– Это точно, – улыбаюсь я. – Папа на рыбалке?
Через десять минут я глотаю все подряд, туда же полбутылки сливового вина. Все это время мама рассказывает о новых папиных друзьях, о том, какие они веселые и живые. Я киваю, жую, улыбаюсь, поднимаю брови, как будто бы удивлен, но мне это неинтересно, все это я уже слышал в прошлый четверг. Под конец я меняю тему:
– Ты не против, если сегодня я останусь здесь?
Зачем я это сказал? Она ужасно расстроилась.
– Ты поссорился с Верой?
– Нет, что ты, разве с ней возможно поссориться? – убедительно говорю я, но из меня плохой актер, зато и мама, к счастью, далека от проницательности.
– Когда живешь душа в душу, даже маленькие ссоры могут показаться настоящими скандалами, так что это нормально.
Но нет.
– Нет, мы никогда не ссоримся.
Для ссоры нужен хоть непродолжительный, но все же мир. Поэтому у нас нет ни того, ни другого.
– Как хорошо, – легко успокаивается она и тут же забывает, к чему прилагался этот разговор. Мой брат вскипел бы часа два назад, но именно поэтому он – это он, а я – это всего лишь я.
Еще полчаса на просмотр проявленных вчера фотографий из Брюсселя, где мама с папой праздновали одним им известный праздник 3 апреля (мы до сих пор не знаем, что это значит). Двадцать минут жду такси («не торопитесь, мне не срочно»). Вот и такси.
– Передавай привет мужу, – я улыбаюсь, хотя чувствую обиду – она действительно забыла о моей просьбе.
– Обязательно, – обнимает меня мама. – И Вере привет. Жду в гости!
Я улыбаюсь в последний раз и сажусь в такси, водитель которого с порожденным скукой интересом наблюдал за нашим прощанием. Мама активно машет мне рукой и показывает на мою машину:
– Не волнуйся, я поставлю ее в гараж!
А я и не волнуюсь. У меня таких органов нет.

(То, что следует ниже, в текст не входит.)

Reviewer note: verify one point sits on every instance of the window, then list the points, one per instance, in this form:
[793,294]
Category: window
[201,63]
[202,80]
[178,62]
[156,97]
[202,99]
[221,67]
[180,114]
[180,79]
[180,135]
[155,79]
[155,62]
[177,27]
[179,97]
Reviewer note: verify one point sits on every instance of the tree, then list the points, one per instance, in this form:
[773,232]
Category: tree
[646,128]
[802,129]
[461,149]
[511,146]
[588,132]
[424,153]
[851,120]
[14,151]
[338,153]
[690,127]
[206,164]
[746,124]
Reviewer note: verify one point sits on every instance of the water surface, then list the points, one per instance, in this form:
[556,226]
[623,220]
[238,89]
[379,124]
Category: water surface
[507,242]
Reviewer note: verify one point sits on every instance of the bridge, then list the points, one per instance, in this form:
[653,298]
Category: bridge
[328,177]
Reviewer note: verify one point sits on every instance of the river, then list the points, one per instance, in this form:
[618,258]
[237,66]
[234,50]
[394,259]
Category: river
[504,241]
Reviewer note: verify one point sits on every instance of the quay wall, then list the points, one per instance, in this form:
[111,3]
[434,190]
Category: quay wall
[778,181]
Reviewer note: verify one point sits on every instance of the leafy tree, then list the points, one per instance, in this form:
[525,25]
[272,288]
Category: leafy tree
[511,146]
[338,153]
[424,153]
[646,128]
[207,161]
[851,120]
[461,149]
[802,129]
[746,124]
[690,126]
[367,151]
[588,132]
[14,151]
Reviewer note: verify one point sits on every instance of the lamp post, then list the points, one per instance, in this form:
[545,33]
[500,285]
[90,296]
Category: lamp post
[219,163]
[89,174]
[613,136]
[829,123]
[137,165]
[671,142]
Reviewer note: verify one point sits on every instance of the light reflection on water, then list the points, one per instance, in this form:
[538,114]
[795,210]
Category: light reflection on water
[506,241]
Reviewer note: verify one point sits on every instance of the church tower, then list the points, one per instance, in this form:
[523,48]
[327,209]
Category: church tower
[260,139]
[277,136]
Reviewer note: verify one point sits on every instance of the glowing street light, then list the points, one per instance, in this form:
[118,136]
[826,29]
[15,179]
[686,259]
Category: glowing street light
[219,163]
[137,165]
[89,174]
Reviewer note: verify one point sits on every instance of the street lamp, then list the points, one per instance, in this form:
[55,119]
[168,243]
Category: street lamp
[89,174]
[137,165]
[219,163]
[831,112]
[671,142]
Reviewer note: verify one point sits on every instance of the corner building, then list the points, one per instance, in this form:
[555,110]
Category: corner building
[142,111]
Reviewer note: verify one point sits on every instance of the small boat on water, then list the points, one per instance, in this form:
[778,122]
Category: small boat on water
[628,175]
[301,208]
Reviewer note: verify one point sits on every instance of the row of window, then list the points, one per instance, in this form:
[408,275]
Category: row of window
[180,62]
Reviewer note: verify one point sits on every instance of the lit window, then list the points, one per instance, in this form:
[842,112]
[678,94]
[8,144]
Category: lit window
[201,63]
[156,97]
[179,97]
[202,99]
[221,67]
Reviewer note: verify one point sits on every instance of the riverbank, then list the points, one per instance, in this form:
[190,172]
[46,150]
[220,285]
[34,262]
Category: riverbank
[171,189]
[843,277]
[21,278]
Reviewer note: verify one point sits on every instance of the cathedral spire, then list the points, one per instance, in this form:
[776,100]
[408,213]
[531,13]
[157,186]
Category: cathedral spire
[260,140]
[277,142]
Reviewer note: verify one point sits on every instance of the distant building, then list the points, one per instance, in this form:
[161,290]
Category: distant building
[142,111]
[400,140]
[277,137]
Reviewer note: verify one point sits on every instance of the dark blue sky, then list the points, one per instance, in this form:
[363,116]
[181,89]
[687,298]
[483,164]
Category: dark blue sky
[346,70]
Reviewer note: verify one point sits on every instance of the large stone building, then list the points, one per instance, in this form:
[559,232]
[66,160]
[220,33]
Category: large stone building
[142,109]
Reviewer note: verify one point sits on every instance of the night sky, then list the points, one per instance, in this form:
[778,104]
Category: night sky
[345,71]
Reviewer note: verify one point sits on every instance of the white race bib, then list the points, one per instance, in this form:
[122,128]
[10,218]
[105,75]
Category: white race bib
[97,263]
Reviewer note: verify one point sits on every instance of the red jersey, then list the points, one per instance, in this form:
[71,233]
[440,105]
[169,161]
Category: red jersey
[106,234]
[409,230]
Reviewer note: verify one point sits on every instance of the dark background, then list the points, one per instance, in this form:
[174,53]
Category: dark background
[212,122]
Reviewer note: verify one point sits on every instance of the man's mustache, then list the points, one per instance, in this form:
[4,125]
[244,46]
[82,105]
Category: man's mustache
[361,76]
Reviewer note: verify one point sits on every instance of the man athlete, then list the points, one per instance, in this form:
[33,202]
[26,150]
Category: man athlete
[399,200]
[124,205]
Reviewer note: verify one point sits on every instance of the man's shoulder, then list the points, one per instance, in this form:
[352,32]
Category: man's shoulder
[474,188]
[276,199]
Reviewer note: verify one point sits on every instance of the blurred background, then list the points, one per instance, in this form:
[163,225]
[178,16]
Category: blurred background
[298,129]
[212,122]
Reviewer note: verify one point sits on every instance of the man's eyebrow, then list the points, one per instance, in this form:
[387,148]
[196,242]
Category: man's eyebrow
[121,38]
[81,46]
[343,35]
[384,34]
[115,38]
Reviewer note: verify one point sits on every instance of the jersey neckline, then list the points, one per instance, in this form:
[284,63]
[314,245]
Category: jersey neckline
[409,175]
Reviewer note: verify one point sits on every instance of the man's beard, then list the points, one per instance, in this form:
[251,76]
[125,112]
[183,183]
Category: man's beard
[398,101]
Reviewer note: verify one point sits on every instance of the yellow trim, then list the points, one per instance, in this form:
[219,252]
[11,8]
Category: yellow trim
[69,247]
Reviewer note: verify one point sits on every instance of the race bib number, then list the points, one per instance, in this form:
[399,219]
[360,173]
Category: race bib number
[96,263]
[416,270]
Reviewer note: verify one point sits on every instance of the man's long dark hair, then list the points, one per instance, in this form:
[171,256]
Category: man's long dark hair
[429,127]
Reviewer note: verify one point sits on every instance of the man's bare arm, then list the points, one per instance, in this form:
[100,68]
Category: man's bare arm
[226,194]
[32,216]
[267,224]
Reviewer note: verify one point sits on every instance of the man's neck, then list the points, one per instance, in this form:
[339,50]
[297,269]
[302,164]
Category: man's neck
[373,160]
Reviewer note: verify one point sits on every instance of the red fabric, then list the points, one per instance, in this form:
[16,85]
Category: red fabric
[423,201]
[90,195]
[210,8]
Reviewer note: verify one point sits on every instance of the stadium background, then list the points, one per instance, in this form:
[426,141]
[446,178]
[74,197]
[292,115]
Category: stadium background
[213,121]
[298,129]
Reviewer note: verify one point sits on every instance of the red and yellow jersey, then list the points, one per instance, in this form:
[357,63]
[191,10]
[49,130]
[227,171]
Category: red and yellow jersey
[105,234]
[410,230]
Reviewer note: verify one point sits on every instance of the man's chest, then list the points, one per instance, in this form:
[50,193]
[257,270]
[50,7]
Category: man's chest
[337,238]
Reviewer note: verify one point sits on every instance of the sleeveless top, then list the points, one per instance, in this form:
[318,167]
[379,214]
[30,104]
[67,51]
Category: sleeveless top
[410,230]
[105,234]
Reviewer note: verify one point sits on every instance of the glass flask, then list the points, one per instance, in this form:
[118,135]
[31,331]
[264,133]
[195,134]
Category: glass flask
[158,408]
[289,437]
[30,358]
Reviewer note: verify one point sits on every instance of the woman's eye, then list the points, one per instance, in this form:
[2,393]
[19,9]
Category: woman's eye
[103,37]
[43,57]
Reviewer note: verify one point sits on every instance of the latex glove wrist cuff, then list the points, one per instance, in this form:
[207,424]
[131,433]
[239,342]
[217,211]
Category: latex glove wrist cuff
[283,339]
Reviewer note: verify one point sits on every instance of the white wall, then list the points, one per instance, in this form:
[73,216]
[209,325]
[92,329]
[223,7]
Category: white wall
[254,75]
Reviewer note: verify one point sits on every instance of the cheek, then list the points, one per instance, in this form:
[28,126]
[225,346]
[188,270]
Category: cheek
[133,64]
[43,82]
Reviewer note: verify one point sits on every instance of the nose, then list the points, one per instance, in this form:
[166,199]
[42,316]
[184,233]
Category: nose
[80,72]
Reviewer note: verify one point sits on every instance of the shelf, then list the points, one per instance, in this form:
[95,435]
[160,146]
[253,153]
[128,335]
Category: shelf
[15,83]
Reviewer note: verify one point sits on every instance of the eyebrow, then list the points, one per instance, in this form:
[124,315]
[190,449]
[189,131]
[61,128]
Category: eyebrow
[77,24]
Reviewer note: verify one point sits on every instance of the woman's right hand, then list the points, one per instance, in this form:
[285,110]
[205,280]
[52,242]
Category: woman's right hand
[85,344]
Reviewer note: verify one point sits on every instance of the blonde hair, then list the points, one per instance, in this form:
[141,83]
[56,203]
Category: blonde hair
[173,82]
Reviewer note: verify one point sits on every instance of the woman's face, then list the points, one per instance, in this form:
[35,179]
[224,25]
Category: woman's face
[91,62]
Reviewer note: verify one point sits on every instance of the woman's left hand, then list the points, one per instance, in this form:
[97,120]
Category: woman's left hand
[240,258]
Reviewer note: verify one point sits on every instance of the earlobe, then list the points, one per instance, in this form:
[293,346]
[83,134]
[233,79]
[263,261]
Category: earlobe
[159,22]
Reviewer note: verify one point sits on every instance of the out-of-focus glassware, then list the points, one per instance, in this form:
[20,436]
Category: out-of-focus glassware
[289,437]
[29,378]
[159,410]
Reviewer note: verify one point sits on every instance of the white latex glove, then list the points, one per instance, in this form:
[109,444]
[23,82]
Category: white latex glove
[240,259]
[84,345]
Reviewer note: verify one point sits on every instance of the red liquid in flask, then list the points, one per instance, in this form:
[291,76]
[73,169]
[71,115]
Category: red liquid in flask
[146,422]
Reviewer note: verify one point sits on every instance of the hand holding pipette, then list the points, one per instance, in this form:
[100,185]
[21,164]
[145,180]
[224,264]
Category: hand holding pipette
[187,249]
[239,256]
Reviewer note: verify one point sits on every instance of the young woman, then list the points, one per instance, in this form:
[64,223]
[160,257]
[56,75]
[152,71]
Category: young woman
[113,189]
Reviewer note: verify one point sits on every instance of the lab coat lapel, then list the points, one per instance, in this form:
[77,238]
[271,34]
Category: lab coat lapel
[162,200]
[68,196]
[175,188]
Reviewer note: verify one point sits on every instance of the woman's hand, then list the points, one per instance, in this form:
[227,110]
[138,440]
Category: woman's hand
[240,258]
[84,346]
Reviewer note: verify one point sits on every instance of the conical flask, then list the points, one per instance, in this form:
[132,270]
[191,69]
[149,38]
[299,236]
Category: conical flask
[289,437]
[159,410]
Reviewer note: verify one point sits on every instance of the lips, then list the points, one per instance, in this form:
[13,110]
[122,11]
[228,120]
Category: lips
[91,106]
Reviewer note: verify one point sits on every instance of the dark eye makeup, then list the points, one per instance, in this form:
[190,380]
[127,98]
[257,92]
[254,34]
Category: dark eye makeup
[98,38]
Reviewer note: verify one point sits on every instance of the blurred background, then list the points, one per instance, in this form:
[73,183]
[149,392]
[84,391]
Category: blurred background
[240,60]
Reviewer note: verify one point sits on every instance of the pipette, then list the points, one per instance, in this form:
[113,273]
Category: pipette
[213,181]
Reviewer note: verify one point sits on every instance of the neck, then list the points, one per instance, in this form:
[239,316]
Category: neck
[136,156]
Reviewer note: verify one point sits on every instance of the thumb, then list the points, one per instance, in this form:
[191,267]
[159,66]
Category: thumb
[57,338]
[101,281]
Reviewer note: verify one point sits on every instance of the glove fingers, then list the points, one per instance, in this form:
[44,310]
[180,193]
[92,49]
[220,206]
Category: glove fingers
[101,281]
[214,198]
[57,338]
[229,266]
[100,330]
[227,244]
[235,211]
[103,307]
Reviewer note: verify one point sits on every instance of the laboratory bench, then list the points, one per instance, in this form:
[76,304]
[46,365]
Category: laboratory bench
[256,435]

– Главное в моей работе – заснуть, чтобы проснуться и шагать на работу, потому что рядом есть кафе, в котором работает человек, который делает лучшие в мире кексы, от которых невозможно отказаться, даже если ты сыт; особенно от тех, что с шоколадной глазурью, и имбирных. Алкоголь на меня действует не сразу, но когда начинает… Ничего не могу поделать, извините.
– Никаких проблем, – отвечает таксист, этот добрый человек, похожий на советского Гоголя с американской сигаретой.
Одним словом, на меня вдруг снизошла та самая благодать, сегодня был мой вечер. Но, как оказалось, не моя ночь. Во-первых, в доме отключили свет, и было жутко темно, как по ночам в глазах Веры. Чтобы сравнить эти две пропасти, я начал искать ее, Веру, и тогда обнаружил «во-вторых»: во-вторых, ее не оказалось дома. Поэтому у меня хватило ума развалиться по центру кровати, не снимая пиджака и туфель, и на мгновение я оказался где-то рядом с раем.
Утром я ее тоже не видел. Вообще-то, библиотечное дело появилось гораздо раньше натяжных потолков, поэтому Вера встает с первыми лучами солнца, чтобы продолжать это нелегкое, но воистину великое дело.
Выпив чашку злого горького кофе, я неспеша поплелся на работу.
По дороге я успел помочь пожилому почтальону, обронившему связку разноцветных писем, не вовремя оживших под его дрожащей рукой. Он грустно улыбнулся, сказав, что если я не Кагновски, то для мня писем нет, ведь все письма идут только на его адрес, и каждые два дня бедняге почтальону приходится таскаться из одного конца города в другой ради этого неблагодарного популярного человека. Я сочувственно пожал плечами и пошел дальше. Но я бы сказал ему: «Знаешь, приятель, хватит уже разносить макулатуру, не нравится – не делай, ты же не античный философ, попробовал – и хватит). Может развернуться и догнать его? Но ничего нового я ему не скажу – все это он давно знает.
Давай, думай. Это же так полезно. Что может быть здоровее размышлений?
А ведь когда-то я жил в нормальном времени, а не в бесперспективном условии.
– Извините, вы не подскажете, где тут магазин, который экспедиционный? – остановила меня маленькая женщина в строгом коричневом костюме с огромным карманом на пиджаке.
– Экспедиционный магазин? – с недоумением переспросил я.
– Да, магазин, где продают товары для лиц, участвующих в экспедициях.